Tra questi ultimi, era assolutamente proibito toccare la tignosa verdognola, diffusa un po' dappertutto e l'ovolo malefico, dal bel cappello rosso punteggiato di bianco, che ritornava sempre nei miei disegni di Gnomi e Folletti.
Nei boschi di pino raccoglievamo l'igroforo, sotto i castagni il gallinaccio e il porcino, tra le querce il raro ovolo, il porcinello e il chiodino.
Nei boschetti di robinia e negli spiazzi erbosi trovavamo invece la mazza da tamburo e Vecchina mi aveva insegnato che si dovevano cogliere solo quelle grandi e mai quelle piccole.
Con i primi freddi, gli uccelli migratori si levavano in alti stormi al di sopra delle nostre teste, ed imparai a riconoscere la garzetta, la nitticora, il lodolaio, la rondine di mare, le tortore, i rondoni, il codirosso, l'usignolo e altri ancora.
Vecchina li osservava ogni autunno e mi raccontò, mentre passeggiavamo nel bosco, di come una volta proprio in questa stagione, le fosse capitato di scorgere un airone che uscendo dal fiume si era fermato nel mezzo di una radura solitaria nel bosco.
Lei poi aveva distolto lo sguardo e quando aveva nuovamente guardato nella radura aveva visto, con sua grande sorpresa, una fanciulla che vestiva soltanto di veli bianchi e con l'aspetto che potrebbe prendere un airone cinerino se si trasformasse in una giovane donna.
Era esile come un giunco, con un lungo collo aggraziato, una corta chioma rossiccia sul capo, lunghe gambe e danzava a piccoli passi rapidi, con movenze eleganti seguendo il ritmo del vento tra le foglie.
Nel corso della danza prese poi a muovere armoniosamente le braccia. Tutto il corpo sembrò vibrare, emanando sensazioni di gioia, di calore di colori. Era un turbinio di bianco e di rosso. A quel punto un vento gentile la sollevò su, sempre più su, fino a farla volare via con sè nuovamente in forma di airone.

Vecchina, dopo avermi raccontato quella sua incredibile visione, era rimasta a lungo in silenzio e si muoveva nel bosco con la consueta armonia. Forse mi stava insegnando l'importanza del sapersi muovere senza fare rumore, così almeno ritenni, seguendola in silenzio senza proferire parola, anche se ero un po' stanca e forse avevo assunto un'aria imbronciata come a volte fanno le bambine quando non tutte le cose vanno come loro avrebbero voluto.

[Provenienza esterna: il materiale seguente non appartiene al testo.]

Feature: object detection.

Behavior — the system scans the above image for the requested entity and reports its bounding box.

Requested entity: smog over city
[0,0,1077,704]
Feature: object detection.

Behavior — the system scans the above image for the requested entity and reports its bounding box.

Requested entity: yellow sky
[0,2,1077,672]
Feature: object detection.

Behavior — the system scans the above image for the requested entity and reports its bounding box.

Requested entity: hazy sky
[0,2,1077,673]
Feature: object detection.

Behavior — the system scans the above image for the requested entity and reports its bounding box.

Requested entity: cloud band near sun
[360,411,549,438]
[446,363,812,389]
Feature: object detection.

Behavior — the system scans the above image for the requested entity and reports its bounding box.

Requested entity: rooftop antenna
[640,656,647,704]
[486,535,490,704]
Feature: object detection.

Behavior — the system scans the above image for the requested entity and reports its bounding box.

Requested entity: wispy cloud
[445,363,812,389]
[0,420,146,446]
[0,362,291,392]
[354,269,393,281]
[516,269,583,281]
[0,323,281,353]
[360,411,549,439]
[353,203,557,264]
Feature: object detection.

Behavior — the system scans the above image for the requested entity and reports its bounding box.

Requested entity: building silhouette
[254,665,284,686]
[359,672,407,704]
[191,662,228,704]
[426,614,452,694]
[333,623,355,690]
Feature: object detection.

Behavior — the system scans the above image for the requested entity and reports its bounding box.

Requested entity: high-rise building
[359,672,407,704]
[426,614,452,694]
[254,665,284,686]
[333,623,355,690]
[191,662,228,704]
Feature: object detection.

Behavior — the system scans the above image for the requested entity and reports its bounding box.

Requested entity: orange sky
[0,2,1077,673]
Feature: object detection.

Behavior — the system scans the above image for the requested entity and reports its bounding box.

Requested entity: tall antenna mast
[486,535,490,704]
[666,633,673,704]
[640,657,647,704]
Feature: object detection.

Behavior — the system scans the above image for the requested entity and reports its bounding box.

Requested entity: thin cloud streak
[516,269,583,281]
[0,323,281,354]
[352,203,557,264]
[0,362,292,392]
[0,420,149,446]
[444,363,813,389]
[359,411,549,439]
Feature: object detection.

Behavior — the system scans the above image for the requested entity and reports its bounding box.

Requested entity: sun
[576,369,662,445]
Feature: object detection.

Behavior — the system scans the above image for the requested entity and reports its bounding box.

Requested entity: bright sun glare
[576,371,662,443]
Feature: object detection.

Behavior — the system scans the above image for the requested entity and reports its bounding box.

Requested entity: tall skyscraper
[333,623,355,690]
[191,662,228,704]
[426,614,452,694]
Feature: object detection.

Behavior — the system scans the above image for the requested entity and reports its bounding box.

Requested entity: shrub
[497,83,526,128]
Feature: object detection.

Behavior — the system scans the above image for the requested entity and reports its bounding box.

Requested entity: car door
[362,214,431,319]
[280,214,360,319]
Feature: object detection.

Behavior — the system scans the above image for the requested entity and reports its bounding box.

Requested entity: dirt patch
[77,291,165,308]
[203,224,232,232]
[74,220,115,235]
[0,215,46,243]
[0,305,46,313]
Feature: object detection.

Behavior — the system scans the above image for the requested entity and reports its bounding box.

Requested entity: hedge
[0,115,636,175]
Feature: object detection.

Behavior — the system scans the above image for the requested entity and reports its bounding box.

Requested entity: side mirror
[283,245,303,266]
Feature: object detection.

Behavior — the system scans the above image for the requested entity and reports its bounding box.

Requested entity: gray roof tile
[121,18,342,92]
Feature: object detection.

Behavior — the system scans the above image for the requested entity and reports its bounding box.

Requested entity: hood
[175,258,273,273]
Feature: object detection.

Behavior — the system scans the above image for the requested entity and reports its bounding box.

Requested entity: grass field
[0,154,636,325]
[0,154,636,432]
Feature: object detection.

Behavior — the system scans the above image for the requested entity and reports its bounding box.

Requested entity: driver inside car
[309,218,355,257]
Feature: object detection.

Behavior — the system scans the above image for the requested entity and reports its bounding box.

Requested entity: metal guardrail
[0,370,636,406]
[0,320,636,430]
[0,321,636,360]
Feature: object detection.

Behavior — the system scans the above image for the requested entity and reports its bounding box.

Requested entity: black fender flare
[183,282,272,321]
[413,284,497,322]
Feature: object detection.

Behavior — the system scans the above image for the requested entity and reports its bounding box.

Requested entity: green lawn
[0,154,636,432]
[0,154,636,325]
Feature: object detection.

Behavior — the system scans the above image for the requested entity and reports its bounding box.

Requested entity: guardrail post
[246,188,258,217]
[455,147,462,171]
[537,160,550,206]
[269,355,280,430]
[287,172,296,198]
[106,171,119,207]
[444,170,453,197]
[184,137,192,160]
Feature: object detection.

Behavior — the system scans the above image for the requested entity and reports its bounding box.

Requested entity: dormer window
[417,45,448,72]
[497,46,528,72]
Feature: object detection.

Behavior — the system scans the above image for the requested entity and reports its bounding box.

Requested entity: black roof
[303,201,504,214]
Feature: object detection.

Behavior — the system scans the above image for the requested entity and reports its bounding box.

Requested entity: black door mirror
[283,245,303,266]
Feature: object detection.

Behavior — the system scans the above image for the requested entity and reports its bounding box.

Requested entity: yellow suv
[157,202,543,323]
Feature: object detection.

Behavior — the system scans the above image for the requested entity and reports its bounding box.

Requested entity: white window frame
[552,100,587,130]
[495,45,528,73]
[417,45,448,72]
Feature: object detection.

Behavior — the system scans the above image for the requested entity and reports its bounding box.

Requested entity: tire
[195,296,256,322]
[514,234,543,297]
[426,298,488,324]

In effetti avrei preferito rimanere nella casetta di Vecchina a giocare con il gatto Mirtillo o ad assaggiare qualche marmellata di frutti di bosco. Vecchina probabilmente si accorse del mio stato d'animo perché poco dopo si sedette ai piedi di una grande quercia, e li rimase silenziosa per alcuni minuti.
Mi sedetti anche io, e potei osservare come, al di sopra delle nostre teste, si stendesse un vero e proprio soffitto di rami intrecciati. Probabilmente sbuffai per la stanchezza o perché pensai a come erano più comode le poltrone di casa di Vecchina.

Ella mi guardò con occhi ridenti e disse: " Bisogna stare sempre ben attenti a non farsi dominare da stati d'animo spiacevoli, dato che chi non sa difendere la propria armonia difficilmente può arrivare a conoscere quei mondi incantati di cui tante volte ti ho narrato [...] "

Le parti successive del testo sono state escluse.